4 Responses to Liberal Propaganda is Not Selling Ads

  1. gjrebane says:

    I wonder how the tie-in to online advertising affects the above plot since there has been a shift of ads from print to both Internet and the multiple cable channels now available. Another correlation that would be of interest is print readership vs print advertising.

  2. Michael Anderson says:

    Everything you know is wrong…

    • Greg Goodknight says:

      And I think they’re all Bozos on Pelline’s bus.

      (One obscure Firesign Theater reference deserves another…)

      The business of most media is delivering eyeballs to advertisements. Print and broadcast are in the same business. Social media too; if you are a Facebook user, you are the product being sold to commercial interests and Facebook is just the flypaper that keeps you there.

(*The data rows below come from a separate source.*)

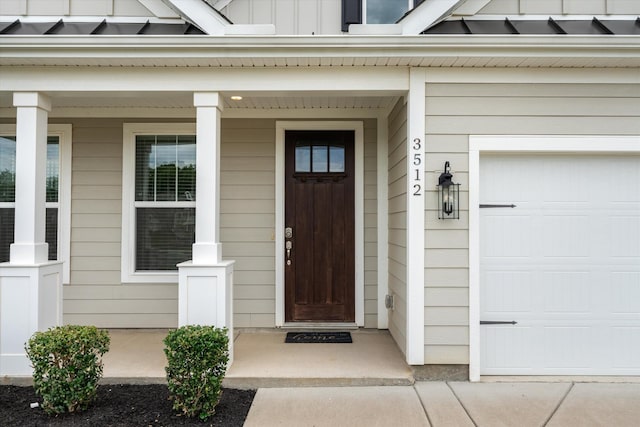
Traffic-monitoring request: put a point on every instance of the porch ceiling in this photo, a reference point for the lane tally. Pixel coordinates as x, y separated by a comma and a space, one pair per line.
83, 103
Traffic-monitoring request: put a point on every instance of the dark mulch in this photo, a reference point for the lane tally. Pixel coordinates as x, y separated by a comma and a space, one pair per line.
121, 405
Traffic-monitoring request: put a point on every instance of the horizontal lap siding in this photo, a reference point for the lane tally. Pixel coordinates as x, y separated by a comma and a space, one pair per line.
95, 294
455, 111
248, 216
398, 222
370, 225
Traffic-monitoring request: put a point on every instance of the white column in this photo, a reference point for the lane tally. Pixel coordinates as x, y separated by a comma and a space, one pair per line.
416, 188
30, 285
207, 248
29, 245
205, 288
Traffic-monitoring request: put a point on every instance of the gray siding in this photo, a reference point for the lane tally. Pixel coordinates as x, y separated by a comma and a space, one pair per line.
398, 222
370, 225
455, 111
558, 7
96, 294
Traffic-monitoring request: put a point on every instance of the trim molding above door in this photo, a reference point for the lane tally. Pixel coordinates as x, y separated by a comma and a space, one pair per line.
358, 128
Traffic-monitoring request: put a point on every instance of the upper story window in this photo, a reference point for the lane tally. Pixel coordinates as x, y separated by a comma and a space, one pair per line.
387, 11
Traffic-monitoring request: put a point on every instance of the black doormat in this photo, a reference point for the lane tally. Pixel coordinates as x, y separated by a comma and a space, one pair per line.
319, 337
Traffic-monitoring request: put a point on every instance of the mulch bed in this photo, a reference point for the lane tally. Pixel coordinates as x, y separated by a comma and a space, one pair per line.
121, 405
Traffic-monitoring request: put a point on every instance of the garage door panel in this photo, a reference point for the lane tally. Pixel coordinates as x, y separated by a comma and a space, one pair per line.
513, 239
510, 292
566, 292
624, 240
564, 264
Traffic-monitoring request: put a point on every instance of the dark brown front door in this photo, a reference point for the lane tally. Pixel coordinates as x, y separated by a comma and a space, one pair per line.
319, 221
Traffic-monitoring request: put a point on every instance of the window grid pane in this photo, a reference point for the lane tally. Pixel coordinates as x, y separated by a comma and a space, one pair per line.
164, 237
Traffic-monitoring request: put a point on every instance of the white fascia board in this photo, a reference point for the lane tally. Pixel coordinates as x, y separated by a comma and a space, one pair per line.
470, 7
221, 4
159, 8
250, 30
375, 29
201, 14
428, 13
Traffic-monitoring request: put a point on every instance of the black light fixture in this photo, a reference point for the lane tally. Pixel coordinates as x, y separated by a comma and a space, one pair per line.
448, 195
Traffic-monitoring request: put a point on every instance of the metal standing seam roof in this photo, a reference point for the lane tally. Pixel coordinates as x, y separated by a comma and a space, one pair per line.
551, 26
61, 27
507, 26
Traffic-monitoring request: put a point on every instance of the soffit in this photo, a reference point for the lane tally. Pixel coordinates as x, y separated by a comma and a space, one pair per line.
507, 50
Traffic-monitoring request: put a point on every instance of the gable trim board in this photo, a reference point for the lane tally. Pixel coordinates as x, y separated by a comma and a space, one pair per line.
358, 128
518, 144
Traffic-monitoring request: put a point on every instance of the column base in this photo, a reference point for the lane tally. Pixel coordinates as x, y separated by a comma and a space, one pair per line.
205, 296
30, 301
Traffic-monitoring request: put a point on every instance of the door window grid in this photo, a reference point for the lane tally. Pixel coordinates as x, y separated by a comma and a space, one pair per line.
311, 158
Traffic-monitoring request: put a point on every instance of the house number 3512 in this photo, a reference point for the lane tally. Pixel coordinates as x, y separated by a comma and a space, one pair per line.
416, 150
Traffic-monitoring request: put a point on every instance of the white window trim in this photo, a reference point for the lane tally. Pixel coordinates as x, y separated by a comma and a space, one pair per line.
358, 128
64, 134
364, 10
128, 254
523, 144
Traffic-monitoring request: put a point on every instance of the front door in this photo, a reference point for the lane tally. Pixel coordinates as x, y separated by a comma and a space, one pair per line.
319, 221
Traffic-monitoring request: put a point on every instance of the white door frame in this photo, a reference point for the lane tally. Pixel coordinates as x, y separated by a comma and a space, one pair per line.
524, 144
358, 128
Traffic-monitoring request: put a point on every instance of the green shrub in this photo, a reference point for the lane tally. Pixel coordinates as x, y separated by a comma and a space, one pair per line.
197, 359
67, 366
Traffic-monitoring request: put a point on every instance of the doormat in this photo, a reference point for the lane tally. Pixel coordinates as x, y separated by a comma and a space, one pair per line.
319, 337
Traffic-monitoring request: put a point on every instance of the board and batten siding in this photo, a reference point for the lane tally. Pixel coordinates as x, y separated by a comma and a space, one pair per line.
455, 111
74, 8
398, 222
557, 7
96, 294
303, 17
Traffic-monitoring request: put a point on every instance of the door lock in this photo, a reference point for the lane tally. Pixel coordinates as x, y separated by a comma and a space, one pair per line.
288, 245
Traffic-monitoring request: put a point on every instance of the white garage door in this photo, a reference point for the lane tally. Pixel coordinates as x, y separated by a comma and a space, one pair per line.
564, 264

      If you don’t deliver the eyeballs, the money for advertising eventually goes elsewhere.

  3. Russ says:

    by Stephen Frank on 02/26/2012

    Instead of buying a dead tree with ink on it, you can inconvenience electrons, to get information. Now the LA Times thinks by charging you for reading more than 15 stories a month you will pay for the information you already get free.

    “After the 99 cents for the first four weeks, the rate will rise to $1.99 a week in a package that also includes the Sunday newspaper. Digital-only access will cost $3.99. Online access will be included at no extra charge for print subscribers.”

    Why pay for misleading stories, half truths and omissions that are harmful to the elites? In the end the business model of the dead tree turning into an electron does not work. Folks won’t pay for propaganda—they want facts. As long as climate dictators lie about global warming, that paper can not be trusted on anything. What do you think?